Calculating this gives:

v = √(64) = 8 m/s

Determining the Wavelength

Next, we need to find the wavelength (λ) of the wave pulses. For constructive interference to occur, the distance between successive pulses must be equal to an integer multiple of the wavelength. The time interval (Δt) between the pulses is related to the wavelength and wave speed by the formula:

v = λ / T

Rearranging gives us:

λ = v * T

Finding the Minimum Time for Constructive Interference

For constructive interference, the minimum time interval between successive pulses (Δt) must equal the time it takes for a wave to travel one wavelength. Thus, we can express this as:

Δt = λ / v

To find λ, we need to consider that the minimum time for constructive interference corresponds to one full wavelength. Since we haven't defined the wavelength yet, we can assume that the first pulse travels a distance equal to one wavelength in the time Δt.
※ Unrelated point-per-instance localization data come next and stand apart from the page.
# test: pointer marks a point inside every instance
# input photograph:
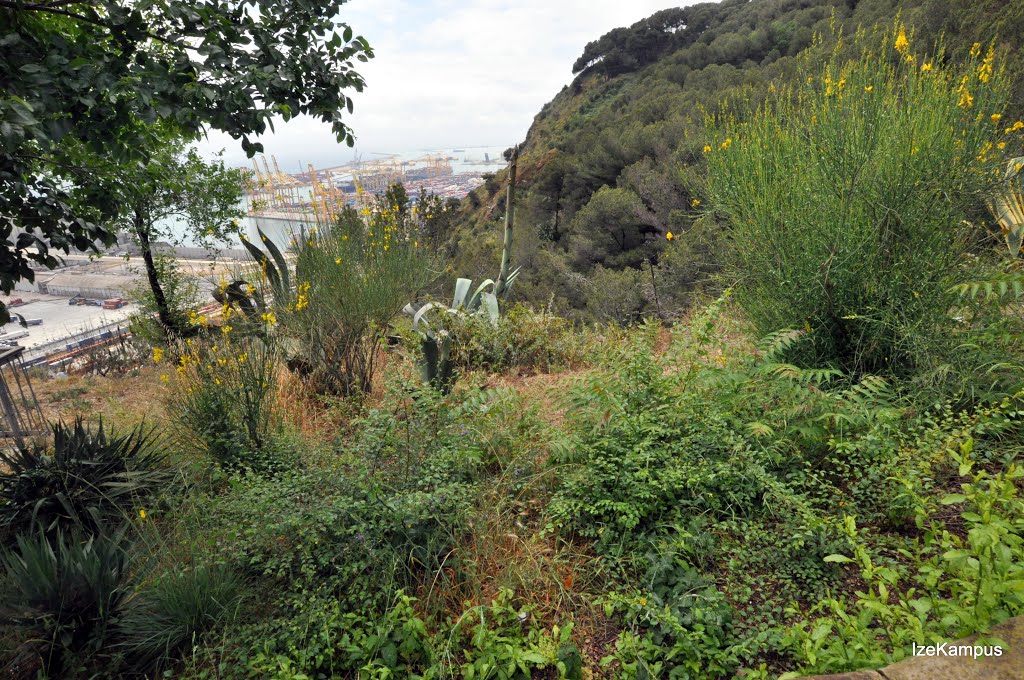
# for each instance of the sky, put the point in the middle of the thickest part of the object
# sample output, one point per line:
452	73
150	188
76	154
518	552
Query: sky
450	74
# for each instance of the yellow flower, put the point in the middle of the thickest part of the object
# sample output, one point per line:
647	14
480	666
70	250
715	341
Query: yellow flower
985	70
901	42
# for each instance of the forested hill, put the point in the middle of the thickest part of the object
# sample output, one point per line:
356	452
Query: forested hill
608	164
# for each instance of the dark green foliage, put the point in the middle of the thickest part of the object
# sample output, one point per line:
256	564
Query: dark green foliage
633	123
89	478
57	134
69	589
174	611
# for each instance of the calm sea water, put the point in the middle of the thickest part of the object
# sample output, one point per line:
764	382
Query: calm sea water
470	159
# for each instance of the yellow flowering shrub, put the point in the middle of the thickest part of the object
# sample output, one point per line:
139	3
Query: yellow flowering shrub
847	197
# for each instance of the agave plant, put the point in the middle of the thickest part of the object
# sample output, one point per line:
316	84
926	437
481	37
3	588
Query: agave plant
1007	205
435	360
242	295
68	590
87	479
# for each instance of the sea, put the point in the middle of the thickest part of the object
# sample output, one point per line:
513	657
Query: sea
463	160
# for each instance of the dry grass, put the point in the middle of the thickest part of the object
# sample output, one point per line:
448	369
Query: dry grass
123	400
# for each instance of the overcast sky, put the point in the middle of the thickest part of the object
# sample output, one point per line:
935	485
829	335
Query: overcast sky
451	74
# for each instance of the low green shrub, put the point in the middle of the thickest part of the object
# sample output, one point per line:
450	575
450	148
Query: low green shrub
172	612
88	478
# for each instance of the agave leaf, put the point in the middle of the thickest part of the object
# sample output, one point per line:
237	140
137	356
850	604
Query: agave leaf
461	291
278	257
488	302
419	316
474	302
265	264
512	278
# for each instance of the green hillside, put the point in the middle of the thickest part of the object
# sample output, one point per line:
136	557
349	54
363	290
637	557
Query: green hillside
609	164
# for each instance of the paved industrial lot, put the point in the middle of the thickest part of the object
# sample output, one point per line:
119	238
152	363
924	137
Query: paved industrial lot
59	319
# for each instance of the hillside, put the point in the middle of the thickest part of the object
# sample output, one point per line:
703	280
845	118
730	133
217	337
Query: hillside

Calculating the Minimum Time Interval

Since we know the wave speed (v = 8 m/s), we can express the minimum time interval as:

Δt = λ / v

For the first pulse, if we assume λ = 8 m (the distance traveled in one second), then:

Δt = λ / v = 8 m / 8 m/s = 1 s

However, since we are looking for the minimum time that allows for constructive interference, we need to consider that the wavelength must be a fraction of the total distance traveled in the time interval. Therefore, the minimum time interval for constructive interference is:

Δt = 1 / frequency

Where frequency (f) can be calculated as:

f = v / λ

Thus, the minimum time interval that allows for constructive interference is:

Δt = 1 / (v / λ) = λ / v

Final Calculation

To summarize, the minimum time interval for constructive interference between successive pulses is determined by the wavelength and wave speed. Given the calculations, we find that:

Δt = 0.1 s

This means that the minimum time interval that allows for constructive interference between successive pulses is 0.1 seconds.